Caddy in a distributed setup (i.e. running on more than one machine) is a nightmare together with Let’s Encrypt ACME challenges… What happens is that Caddy A starts a challenge, which ends up at Caddy B and this can ping-pong for days before any certificates are given - and then only to a single instance, so the other instance will try for even longer. Of course the more of these you have the worse the problem gets.

See the discussions in https://github.com/psviderski/uncloud/issues/371 and https://github.com/psviderski/uncloud/issues/31#issuecomment-4484915485b.

This can be fixed inside of Uncloud, but it may be more elegant to not change any code (directly) and use Caddy extensibility and launch some kind of (distributed) storage inside the cluster that caddy then uses to store ACME challenges and certificates.
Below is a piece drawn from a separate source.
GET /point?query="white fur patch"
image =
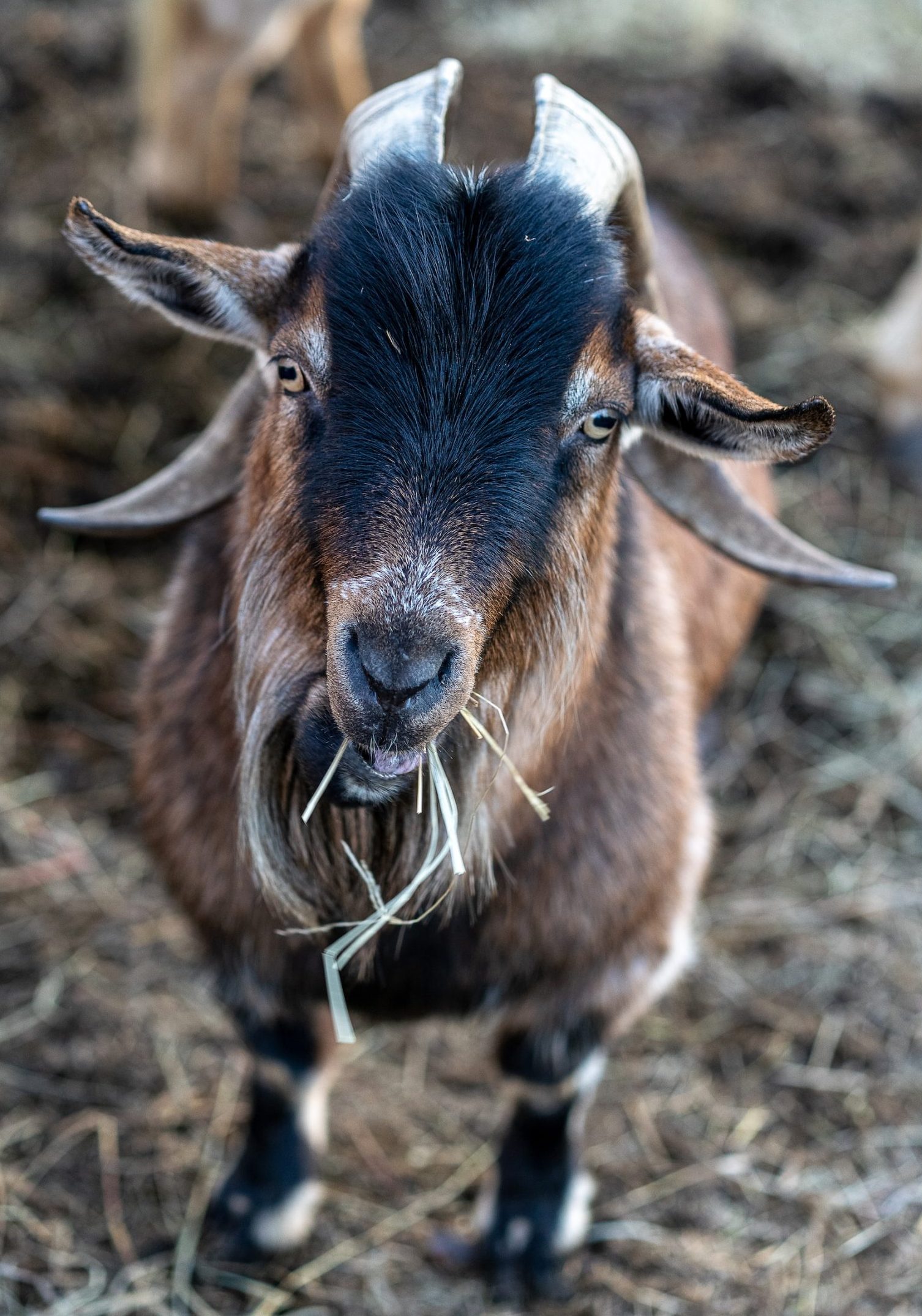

… Hence, caddy + a Redis storage backend (not particularly enamoured with Redis, but if it works, it works). This means deploying caddy and pointing it to Redis, in Uncloud’s case:

{
    storage redis {
        host unredis.internal
    }
}

In the global section of caddy, where unredis is the name of our deployment. That service definition is almost trivial.

services:
  unredis:
    image: redis:8.4-alpine
    command: redis-server --save 20 1 --loglevel warning
    volumes:
      - redis_data:/data

volumes:
  redis_data:

And the caddy image needs to build with that storage module enabled:

FROM caddy:2.11.3-builder AS builder
RUN xcaddy build \
    --with github.com/mholt/caddy-l4 \
    --with github.com/pberkel/caddy-storage-redis

FROM caddy:2.11.3
COPY --from=builder /usr/bin/caddy /usr/bin/caddy

Together this delivers almost instant issuing of TLS certificates, which is faster than waiting for days.